You get your vaccine’s, first and second, and when the booster comes out you are first in line to show your arm once again. You await the announcement for the kids age group you need. Once that announcement came in I immediately scheduled my kids. Not everyone feels the same but for my family and our children it will always be the best thing. 

Through it all and no matter how careful we were COVID entered our home. I have friends that left us too soon because of COVID. Dear friend’s mothers, sisters or brothers that left too soon because of COVID and of course, all that your mind has been absorbing just watching the world each day during the pandemic. The many questions. The uncertainty. Learning each day as the pandemic continues. You try to prepare yourself the best you can. 
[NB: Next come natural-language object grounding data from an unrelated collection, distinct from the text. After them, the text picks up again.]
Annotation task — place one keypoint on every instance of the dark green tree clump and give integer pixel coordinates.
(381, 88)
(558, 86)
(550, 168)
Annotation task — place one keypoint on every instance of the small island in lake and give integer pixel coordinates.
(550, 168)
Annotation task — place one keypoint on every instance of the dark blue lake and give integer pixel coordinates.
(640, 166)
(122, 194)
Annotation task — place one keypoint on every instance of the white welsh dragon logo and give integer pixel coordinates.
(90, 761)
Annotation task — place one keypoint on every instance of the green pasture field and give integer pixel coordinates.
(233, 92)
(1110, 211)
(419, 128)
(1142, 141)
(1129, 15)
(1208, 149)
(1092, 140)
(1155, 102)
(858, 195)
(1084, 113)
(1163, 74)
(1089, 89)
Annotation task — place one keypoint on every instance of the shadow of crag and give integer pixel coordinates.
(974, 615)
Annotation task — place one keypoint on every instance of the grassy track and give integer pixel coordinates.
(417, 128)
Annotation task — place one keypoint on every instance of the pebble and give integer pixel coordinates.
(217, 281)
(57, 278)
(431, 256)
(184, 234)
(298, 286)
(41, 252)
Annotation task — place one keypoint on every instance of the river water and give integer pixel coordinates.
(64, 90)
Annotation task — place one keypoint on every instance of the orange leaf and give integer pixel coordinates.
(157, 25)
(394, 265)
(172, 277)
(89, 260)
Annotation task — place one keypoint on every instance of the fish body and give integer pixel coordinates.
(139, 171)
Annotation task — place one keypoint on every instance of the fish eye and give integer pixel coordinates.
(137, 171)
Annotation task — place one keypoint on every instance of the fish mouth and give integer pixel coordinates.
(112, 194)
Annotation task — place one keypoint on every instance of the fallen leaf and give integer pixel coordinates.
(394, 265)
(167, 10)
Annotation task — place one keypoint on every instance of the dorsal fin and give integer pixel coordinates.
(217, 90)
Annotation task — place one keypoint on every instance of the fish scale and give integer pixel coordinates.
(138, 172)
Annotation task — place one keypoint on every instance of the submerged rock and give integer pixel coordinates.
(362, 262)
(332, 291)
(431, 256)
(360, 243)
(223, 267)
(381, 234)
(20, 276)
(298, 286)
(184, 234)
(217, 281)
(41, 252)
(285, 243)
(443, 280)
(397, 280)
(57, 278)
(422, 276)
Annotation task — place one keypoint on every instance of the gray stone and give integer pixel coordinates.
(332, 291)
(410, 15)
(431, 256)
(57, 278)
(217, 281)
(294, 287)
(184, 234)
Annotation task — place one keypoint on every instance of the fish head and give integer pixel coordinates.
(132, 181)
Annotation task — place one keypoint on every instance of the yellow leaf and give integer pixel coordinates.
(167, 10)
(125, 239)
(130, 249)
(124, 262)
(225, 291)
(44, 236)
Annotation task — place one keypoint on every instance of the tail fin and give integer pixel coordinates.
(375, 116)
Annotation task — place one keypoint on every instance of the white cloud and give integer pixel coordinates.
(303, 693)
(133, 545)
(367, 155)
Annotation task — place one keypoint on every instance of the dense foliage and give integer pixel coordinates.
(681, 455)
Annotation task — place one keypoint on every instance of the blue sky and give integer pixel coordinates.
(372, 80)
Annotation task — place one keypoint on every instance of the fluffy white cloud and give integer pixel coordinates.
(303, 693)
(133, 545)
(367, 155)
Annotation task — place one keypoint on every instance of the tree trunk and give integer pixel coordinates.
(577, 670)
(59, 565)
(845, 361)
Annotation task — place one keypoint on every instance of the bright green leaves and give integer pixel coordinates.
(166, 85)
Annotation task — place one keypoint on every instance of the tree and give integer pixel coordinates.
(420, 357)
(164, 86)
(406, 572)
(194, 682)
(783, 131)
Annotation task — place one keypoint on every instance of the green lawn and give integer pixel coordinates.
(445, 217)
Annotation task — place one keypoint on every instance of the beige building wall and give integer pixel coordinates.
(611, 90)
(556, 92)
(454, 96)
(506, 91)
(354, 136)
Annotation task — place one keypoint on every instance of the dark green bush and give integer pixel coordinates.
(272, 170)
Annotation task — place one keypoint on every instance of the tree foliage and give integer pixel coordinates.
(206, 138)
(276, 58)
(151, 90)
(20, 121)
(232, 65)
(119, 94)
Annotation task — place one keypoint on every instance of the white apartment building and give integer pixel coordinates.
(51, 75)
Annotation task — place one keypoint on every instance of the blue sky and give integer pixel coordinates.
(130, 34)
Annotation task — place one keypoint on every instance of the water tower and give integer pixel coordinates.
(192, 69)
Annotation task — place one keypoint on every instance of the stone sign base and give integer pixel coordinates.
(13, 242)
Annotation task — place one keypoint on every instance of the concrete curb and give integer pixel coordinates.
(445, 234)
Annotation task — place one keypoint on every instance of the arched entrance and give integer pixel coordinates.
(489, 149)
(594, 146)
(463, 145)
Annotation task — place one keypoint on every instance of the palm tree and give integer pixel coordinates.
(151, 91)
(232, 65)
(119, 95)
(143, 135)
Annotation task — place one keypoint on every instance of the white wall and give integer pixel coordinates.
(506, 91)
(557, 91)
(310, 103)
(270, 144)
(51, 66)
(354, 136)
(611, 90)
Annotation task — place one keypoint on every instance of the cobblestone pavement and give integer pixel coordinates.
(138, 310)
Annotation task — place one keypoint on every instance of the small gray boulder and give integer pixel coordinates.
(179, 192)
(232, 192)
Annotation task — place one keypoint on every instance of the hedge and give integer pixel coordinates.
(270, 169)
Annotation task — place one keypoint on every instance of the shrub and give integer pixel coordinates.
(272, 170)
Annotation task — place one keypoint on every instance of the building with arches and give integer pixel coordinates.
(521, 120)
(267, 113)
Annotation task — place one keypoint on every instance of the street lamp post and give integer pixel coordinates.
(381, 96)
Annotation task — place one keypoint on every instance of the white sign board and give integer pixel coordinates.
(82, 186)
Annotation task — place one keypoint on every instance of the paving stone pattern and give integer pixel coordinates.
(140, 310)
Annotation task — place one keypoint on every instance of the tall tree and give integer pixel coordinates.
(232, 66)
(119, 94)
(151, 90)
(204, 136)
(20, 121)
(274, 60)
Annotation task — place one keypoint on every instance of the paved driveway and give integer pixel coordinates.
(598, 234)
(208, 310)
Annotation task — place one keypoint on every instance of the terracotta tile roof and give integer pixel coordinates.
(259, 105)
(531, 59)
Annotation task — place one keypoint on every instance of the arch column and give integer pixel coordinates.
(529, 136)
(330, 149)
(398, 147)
Now it was here and in our home. 

The night my daughter said her head and throat hurt. I immediately checked her temperature and although it was a mild fever it was enough to grab four at home tests. I tested my daughter, then proceeded with my son, husband and I. My daughter’s test began showing positive so we began her isolation process and she stayed in her room until we received our results. The three of us were negative. How could this be? We are always so close in contact. 

It was hard to feel grateful knowing my daughter was upstairs but I was relieved just a little for the rest of us. 

Panic mode sets in and you start going back to who we were with or where we were and each time my heart sank knowing my parents were with us for some of those times. Filled with worry my finger shook as I made the call to my mom explaining what had happened. I needed to make sure they were all ok. My heart was beating so fast and was about to come out of my chest until I heard her say they were all fine. With this darn thing, it’s a wait and see a game. 

I returned the focus to Isannah and made sure she was comfortable and had everything she needed in her room. Man, it really sucks and is so unfair knowing you can’t go to your kid, stay with her and hold her until she feels better as you normally would do. This time I couldn’t kiss the booboo and make it all better. The first two days were the worst of it. Sore throat, slight fever and headache but after that she was getting better. But that didn’t mean she could join us or the world. She needed to stay isolated. Thank goodness for technology as we were able to chat and FaceTime. When it was dinner time she would join us by FaceTime. We brought food upstairs to her room and we would set up the laptop at the table and make sure she was with us. While all this was going on I couldn’t stop worrying about her asthma and fearing another hospital visit because of it. But thankfully she was strong and getting stronger each day. A little asthmatic cough began but Albuterol nebulizer treatments helped greatly. 

Isolating time is over and she has joined the living once again. Thankful we were all vaccinated because this could’ve been a lot worse. Either way, all that matters is she is better and just in time for their birthday. 

This will make 11 love filled, memory making years. Happy 11th birthday my sweet miracles, twin A and twin B!